Dear wonderful people of 2022,
In that year, the travel restrictions that had been put in place for the COVID 19 pandemic were lifted in many countries. We all started traveling like mad. Airports were busy. Roads were busy. People were busy. Business travelers were saying: “It’s better to meet in person. We need to get the team together. We need to catch up.” Holidays were booked up on low-cost flights and airports couldn’t cope with the demand.
Back in 2022, we tried to go back to “normal”. Energy prices continued to rise but nobody wanted to stop using fossil fuels. Then in the summer that year temperatures soared. We didn’t understand what was happening until a huge climatic disaster hit, followed by another one. Extreme heat saw many people flee their countries. A toxic dust caused by pollution resulted in even more deaths. Our environment was fighting back, governments were in a mess, and it was time to take radical, international action. Every single man, woman and child’s focus was to save the Earth.
Here in the future we use solar panels and wind turbines to create energy, and have found innovative and more affordable ways to extract the Earth’s heat. Geothermal energy is collected from tectonic seams in the seas, and we use geothermal pumps to heat and cool our homes, buildings and offices. We have become known as the greatest discoverers and innovators of our time. We’ve discovered parts of the sea where we can extract large amounts of energy, and cracked open massive stores of geothermal heat – all funded by a collaboration between wealthy businesses and government investment.

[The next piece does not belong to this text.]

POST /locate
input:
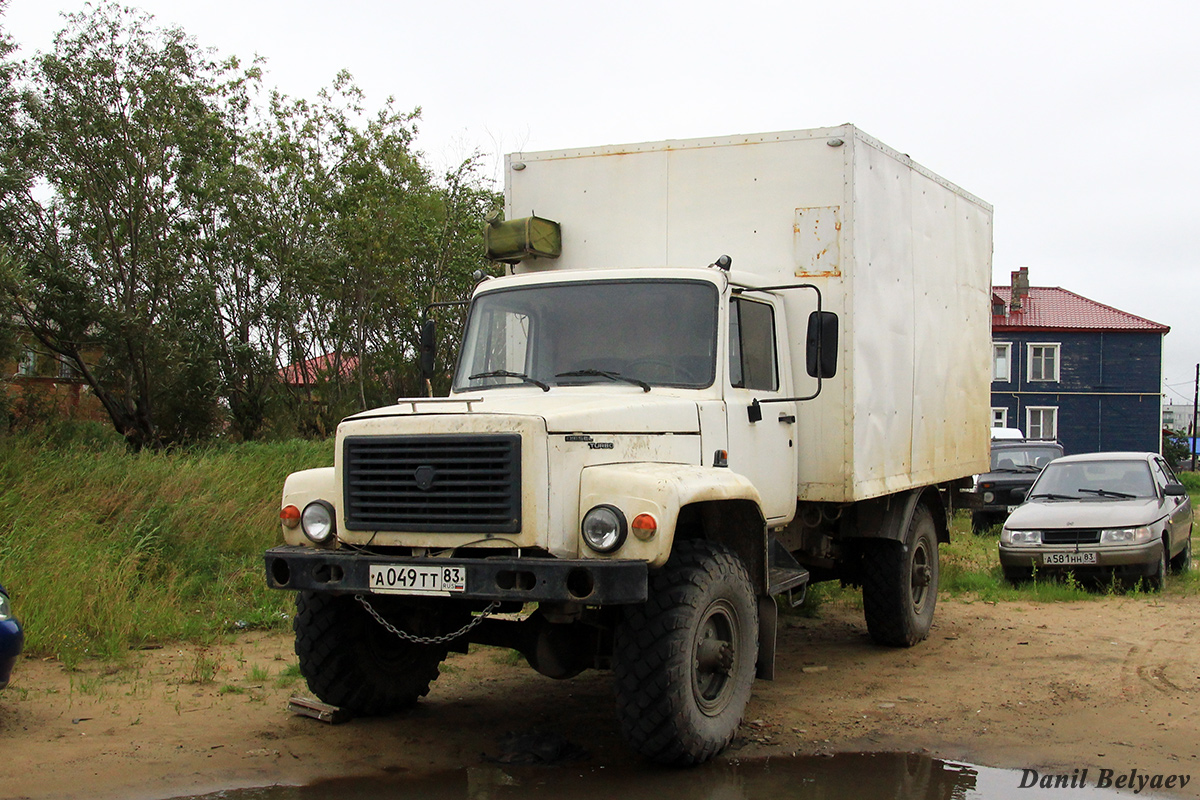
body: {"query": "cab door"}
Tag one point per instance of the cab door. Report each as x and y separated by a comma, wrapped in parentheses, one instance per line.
(765, 450)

We’ve managed to stop using fossil fuels completely thanks to renewable energy sources. The majority of business travel is banned and companies are heavily fined if they are not able to prove it was done sustainably.

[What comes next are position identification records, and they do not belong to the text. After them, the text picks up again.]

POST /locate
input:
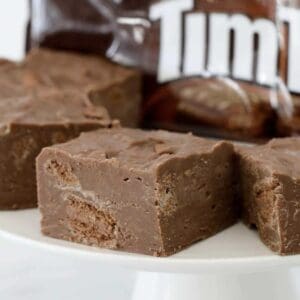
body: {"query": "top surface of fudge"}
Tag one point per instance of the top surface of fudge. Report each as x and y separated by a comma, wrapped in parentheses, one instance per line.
(136, 148)
(61, 70)
(279, 155)
(51, 107)
(67, 69)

Dear People of 2022, there is hope for a bright future. But we have to adjust. Please stop driving everywhere. Please think about every single trip you take. Businesses, please cancel business trips unless they’re absolutely necessary. Keep energy use to a minimum. Governments, come together now to work collectively for a sustainable future.
With love from your future world and its wonderful human beings.
I’d like to invite you to tap into your own inner genius. It is obvious that the past has not given us what we need. It is obvious we need to change. And for that, we need the deeper knowledge we all have. We NEED to tap into our letters from the future – the future or work, of the planet, the future of collaboration, of energy supply. We can then download this information and use it to create our new world.
5 reasons quitting the fossil fuel habit would be good news
1. Less driving and fewer flights will result in lower emissions and less smog – which means clearer skies ahead for all of us.
2. Turning your lights off and saving energy will not just result in lower bills – it will help reduce light pollution, which has been proven to have a detrimental effect on both wildlife and human health. We’ll get more sleep, have fewer headaches, and be less stressed.
3. When you reduce the use of fossil fuels, it lowers air pollution, which is a cause of asthma, bronchitis, and lung cancer. That means a global commitment to cutting back could save around 7 million lives every year worldwide.
4. The same toxic gasses that cause health problems in humans are also absorbed into the water, killing off fish and other aquatic life. And without a healthy ocean, humans cannot thrive. Saving sealife will save ourselves.
5. A healthier population means fewer missed work days, fewer trips to the doctor, and a more robust economy. Spending less on healthcare will free up government budgets for potential investment in energy alternatives.